Akui Saja, Pelaku Teror di Medan Itu Muslim

Akui sajalah. Yang membunuh itu agamanya Islam. Dia melakukan kebiadaban karena pemahaman agamanya. Itu adalah masalah real umat Islam.

Kamis, 14 November 2019 | 00:36 WIB
0
543
Akui Saja, Pelaku Teror di Medan Itu Muslim
Pelaku bom bunuh diri Medan, Rabial Muslim Nasution (Foto: Tribunnews.com)

Menyangkal sebuah kejadian yang terang benderang, tidak akan pernah memyelesaikan masalah. Apalagi yang menyangkalnya adalah MUI. Salah satu lembaga, yang semestinya ikut bertanggungjawab atas penggunaan narasi agama untuk kekerasan.

Jujur saja. Yang melakukan aksi teror itu orang yang beragama Islam. Dia memahami agama ini dengan caranya sendiri, yang kemudian mendorongnya melakukan kebodohan. Melukai orang lain.

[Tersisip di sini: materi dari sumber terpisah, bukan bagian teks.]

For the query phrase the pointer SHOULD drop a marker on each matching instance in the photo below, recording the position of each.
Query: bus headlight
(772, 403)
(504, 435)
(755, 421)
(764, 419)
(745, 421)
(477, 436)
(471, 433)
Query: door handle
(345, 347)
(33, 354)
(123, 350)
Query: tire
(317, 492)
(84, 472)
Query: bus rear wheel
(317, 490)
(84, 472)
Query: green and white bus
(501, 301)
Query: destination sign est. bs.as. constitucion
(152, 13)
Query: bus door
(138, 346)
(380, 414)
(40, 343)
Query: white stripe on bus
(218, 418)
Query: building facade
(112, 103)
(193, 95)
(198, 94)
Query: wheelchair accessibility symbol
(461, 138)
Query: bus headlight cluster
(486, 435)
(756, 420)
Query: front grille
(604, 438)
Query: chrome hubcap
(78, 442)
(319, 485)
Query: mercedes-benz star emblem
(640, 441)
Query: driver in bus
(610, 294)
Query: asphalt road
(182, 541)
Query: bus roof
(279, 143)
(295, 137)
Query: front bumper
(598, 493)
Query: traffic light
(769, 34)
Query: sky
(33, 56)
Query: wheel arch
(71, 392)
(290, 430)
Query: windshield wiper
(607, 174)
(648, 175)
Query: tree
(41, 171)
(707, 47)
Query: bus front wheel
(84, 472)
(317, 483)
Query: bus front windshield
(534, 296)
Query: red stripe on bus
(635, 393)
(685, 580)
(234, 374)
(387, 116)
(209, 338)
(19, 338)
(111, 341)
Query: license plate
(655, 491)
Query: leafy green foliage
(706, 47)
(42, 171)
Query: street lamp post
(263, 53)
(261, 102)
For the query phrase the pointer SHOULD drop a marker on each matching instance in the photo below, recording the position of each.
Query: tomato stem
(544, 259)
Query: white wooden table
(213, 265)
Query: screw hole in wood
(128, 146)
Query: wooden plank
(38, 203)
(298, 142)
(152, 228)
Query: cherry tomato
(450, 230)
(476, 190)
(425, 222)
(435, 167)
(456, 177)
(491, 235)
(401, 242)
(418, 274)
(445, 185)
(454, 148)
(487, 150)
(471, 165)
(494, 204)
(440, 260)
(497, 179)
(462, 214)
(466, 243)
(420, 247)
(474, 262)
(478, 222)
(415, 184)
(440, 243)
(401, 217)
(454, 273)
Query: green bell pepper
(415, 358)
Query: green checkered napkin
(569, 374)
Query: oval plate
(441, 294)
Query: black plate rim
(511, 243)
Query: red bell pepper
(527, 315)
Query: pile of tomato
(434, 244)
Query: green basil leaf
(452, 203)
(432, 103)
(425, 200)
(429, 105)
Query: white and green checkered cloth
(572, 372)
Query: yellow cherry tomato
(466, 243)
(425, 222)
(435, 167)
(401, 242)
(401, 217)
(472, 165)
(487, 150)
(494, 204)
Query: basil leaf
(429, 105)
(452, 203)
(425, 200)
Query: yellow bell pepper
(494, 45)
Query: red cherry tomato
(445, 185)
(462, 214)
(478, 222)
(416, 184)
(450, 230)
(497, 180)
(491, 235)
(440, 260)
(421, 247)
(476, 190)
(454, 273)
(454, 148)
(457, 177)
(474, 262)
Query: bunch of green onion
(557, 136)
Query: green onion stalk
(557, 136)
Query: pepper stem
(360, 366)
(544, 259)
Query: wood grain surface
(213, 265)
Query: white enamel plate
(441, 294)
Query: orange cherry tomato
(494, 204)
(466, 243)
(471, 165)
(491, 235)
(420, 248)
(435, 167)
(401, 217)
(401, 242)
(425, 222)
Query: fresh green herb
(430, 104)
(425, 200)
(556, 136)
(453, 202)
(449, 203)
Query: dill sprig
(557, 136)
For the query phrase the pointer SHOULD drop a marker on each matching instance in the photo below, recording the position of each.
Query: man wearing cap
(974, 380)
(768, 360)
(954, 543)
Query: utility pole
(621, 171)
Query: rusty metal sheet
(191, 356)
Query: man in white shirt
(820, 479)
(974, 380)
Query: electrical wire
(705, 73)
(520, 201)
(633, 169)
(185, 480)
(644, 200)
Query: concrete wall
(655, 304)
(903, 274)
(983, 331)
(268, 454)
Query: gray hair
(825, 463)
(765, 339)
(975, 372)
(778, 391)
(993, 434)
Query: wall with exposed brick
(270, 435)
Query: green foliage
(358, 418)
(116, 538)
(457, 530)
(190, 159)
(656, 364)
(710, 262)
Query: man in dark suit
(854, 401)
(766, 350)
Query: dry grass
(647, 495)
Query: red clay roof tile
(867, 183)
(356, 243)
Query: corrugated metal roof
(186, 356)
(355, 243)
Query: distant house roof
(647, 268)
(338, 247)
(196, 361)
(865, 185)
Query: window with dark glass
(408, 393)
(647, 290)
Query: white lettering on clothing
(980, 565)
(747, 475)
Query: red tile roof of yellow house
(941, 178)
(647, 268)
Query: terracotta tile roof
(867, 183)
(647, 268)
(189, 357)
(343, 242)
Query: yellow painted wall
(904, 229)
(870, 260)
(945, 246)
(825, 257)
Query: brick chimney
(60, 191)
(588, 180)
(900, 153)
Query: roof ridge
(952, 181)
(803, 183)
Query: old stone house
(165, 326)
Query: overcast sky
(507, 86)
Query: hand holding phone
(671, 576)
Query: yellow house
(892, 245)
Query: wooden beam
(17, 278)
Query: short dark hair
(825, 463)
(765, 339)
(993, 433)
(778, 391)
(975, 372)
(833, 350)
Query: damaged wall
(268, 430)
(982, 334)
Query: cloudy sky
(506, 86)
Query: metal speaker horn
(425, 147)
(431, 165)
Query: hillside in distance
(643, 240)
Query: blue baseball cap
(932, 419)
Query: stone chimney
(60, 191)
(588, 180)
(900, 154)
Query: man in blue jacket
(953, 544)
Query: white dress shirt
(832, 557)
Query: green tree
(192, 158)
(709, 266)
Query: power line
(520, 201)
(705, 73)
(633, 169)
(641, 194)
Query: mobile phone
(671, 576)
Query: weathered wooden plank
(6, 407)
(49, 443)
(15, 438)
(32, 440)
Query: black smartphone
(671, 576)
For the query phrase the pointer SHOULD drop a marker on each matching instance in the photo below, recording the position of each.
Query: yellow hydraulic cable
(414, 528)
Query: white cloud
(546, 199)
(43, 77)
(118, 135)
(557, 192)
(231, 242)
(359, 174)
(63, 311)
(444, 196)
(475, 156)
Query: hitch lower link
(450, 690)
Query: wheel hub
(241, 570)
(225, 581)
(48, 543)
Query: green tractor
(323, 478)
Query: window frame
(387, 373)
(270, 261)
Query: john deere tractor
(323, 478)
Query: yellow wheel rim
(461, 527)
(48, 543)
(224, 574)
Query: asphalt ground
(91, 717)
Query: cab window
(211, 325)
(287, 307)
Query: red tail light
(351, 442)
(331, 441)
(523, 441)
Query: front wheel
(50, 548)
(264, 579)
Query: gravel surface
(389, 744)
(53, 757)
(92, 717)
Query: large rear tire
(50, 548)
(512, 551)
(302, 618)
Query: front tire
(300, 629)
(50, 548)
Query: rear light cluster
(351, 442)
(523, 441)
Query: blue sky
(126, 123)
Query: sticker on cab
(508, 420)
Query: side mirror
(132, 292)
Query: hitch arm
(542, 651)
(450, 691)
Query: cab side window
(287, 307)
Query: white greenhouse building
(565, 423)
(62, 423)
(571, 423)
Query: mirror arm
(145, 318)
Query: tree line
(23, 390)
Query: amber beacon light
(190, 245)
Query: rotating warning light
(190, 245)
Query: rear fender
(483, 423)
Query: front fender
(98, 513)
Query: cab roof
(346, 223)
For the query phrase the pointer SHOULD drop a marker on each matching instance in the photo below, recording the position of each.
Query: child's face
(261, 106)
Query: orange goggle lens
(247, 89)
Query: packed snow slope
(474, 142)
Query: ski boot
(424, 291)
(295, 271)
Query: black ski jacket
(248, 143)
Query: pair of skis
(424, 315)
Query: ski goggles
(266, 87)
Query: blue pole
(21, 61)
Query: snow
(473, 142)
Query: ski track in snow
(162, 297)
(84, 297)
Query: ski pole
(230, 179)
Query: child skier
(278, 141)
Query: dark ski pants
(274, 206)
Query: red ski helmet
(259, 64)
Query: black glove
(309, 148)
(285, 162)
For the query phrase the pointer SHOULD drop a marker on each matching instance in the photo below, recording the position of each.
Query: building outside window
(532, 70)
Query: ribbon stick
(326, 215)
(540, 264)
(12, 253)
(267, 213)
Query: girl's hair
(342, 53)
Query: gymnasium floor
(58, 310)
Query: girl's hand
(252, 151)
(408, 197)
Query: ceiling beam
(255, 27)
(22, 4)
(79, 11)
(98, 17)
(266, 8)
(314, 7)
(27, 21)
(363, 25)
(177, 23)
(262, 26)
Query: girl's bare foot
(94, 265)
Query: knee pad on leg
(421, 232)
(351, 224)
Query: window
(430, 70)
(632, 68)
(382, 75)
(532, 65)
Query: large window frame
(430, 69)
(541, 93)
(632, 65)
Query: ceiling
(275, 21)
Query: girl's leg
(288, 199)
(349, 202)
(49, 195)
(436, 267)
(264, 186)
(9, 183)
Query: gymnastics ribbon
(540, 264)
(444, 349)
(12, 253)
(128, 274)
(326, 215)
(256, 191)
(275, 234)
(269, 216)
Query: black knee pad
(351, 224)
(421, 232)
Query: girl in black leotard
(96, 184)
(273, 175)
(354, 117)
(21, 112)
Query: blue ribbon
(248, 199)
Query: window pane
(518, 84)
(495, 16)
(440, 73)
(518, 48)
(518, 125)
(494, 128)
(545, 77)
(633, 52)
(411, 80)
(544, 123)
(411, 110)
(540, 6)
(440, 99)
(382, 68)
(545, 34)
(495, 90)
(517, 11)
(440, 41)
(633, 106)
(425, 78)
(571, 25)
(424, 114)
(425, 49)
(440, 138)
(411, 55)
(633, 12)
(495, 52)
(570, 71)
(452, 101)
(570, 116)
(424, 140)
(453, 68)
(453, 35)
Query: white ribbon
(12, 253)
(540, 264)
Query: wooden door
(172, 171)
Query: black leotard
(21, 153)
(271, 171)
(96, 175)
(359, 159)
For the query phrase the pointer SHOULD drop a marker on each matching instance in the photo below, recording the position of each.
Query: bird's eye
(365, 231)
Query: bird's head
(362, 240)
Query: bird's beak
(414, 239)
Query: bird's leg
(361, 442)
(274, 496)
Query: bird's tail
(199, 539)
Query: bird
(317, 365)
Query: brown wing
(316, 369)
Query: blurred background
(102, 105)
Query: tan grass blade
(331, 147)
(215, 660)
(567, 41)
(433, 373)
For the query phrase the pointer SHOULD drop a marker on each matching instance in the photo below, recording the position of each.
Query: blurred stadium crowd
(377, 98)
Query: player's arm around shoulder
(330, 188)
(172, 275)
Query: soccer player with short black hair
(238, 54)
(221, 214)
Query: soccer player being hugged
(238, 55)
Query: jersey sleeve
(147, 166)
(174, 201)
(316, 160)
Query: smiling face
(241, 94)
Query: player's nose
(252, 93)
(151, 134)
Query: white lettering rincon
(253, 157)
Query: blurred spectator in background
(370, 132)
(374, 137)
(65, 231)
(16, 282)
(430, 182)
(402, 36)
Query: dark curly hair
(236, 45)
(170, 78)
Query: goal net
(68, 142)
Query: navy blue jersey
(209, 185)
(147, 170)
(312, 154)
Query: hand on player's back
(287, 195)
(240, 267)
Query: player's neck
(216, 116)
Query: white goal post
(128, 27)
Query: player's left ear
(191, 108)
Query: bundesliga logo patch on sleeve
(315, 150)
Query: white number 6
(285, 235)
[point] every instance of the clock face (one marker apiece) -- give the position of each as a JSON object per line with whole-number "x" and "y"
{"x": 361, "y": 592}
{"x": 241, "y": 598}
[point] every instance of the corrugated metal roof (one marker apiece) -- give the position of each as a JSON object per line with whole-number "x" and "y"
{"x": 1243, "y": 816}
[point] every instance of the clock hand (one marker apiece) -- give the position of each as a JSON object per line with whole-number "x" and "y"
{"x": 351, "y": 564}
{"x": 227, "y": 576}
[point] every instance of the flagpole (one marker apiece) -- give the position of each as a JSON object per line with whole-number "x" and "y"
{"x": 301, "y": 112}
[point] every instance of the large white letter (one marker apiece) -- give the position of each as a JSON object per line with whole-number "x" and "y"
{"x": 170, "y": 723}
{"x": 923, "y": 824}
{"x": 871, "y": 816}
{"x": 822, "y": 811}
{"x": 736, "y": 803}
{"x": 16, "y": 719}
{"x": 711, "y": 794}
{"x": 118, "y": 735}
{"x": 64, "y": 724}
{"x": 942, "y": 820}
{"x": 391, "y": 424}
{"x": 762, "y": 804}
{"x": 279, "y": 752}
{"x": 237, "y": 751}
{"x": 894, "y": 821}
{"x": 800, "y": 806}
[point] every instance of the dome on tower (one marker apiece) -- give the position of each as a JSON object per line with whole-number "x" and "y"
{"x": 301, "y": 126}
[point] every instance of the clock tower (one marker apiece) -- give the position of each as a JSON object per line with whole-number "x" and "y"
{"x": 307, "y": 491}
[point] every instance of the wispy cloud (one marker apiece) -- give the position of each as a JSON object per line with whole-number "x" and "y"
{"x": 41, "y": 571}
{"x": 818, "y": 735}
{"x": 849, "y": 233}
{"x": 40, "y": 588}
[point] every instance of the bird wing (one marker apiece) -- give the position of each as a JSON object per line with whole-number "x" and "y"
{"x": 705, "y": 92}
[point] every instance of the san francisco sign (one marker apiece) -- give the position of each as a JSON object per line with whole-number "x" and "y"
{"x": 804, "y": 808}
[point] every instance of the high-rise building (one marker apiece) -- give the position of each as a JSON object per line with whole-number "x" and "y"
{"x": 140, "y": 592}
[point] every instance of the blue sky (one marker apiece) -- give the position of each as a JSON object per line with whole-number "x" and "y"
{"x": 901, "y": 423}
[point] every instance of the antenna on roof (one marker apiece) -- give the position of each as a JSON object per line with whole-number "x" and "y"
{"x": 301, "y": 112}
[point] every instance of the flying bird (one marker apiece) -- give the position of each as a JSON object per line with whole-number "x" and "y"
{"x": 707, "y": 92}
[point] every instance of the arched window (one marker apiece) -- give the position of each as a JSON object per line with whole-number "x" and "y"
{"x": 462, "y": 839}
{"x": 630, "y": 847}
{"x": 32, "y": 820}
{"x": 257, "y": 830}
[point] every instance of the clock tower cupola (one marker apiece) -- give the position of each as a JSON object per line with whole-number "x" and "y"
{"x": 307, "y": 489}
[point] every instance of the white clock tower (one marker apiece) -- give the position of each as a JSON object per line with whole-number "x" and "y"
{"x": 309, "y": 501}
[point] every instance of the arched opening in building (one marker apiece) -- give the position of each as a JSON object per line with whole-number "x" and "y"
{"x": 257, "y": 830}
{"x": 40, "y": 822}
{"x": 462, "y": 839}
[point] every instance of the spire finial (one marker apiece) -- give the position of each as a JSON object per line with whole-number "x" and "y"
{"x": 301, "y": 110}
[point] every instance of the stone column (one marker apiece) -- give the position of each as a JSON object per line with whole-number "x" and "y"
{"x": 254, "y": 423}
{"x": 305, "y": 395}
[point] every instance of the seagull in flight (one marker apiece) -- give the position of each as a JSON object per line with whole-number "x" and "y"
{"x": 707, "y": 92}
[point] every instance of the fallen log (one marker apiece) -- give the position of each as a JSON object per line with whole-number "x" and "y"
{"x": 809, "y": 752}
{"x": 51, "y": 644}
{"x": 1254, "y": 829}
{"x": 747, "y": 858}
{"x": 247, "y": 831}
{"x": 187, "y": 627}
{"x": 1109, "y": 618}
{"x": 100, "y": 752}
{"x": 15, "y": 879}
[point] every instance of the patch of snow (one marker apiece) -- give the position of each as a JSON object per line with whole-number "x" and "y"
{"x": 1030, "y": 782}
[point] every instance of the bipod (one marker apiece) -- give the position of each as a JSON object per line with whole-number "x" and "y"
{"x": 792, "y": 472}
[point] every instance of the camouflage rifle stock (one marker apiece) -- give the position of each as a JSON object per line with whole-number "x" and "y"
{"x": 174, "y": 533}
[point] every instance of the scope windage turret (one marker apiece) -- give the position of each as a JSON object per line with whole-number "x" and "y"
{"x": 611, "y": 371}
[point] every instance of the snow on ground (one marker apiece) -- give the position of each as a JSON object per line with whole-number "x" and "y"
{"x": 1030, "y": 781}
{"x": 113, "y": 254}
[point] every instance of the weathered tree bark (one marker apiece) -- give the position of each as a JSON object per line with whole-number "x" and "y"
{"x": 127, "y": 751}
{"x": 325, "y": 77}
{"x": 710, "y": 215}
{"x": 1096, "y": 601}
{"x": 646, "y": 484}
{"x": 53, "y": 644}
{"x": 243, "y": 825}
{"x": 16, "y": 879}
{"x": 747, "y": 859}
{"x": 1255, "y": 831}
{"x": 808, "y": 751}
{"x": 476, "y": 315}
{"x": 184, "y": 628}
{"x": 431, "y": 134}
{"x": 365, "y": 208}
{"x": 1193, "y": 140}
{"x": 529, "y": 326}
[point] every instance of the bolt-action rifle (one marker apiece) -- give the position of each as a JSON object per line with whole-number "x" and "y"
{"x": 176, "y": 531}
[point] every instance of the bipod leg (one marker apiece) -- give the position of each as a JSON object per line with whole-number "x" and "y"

Srigala bloon itu merasa sedang memperjuangkan agamanya. Dan dia rela mati konyol akibat doktrin jihad yang ditularkan pengasong agama.

Jika MUI adalah lembaga ulama, harusnya mereka buka mata. Buka isi kepala. Bahwa ada umat yang Islam sebagai inspirasi tindakan kekerasan. Dan ini masalah serius.

Menyangkal bahwa pelaku bom bunuh diri tidak beragama, sama saja bilang pemuda Indonesia baik-baik saja. Gak mungkin pakai narkoba. Meskipun kenyataanya setiap hari ada anak muda matinover dosis.

Akui sajalah. Yang membunuh itu agamanya Islam. Dia melakukan kebiadaban karena pemahaman agamanya. Itu adalah masalah real umat Islam.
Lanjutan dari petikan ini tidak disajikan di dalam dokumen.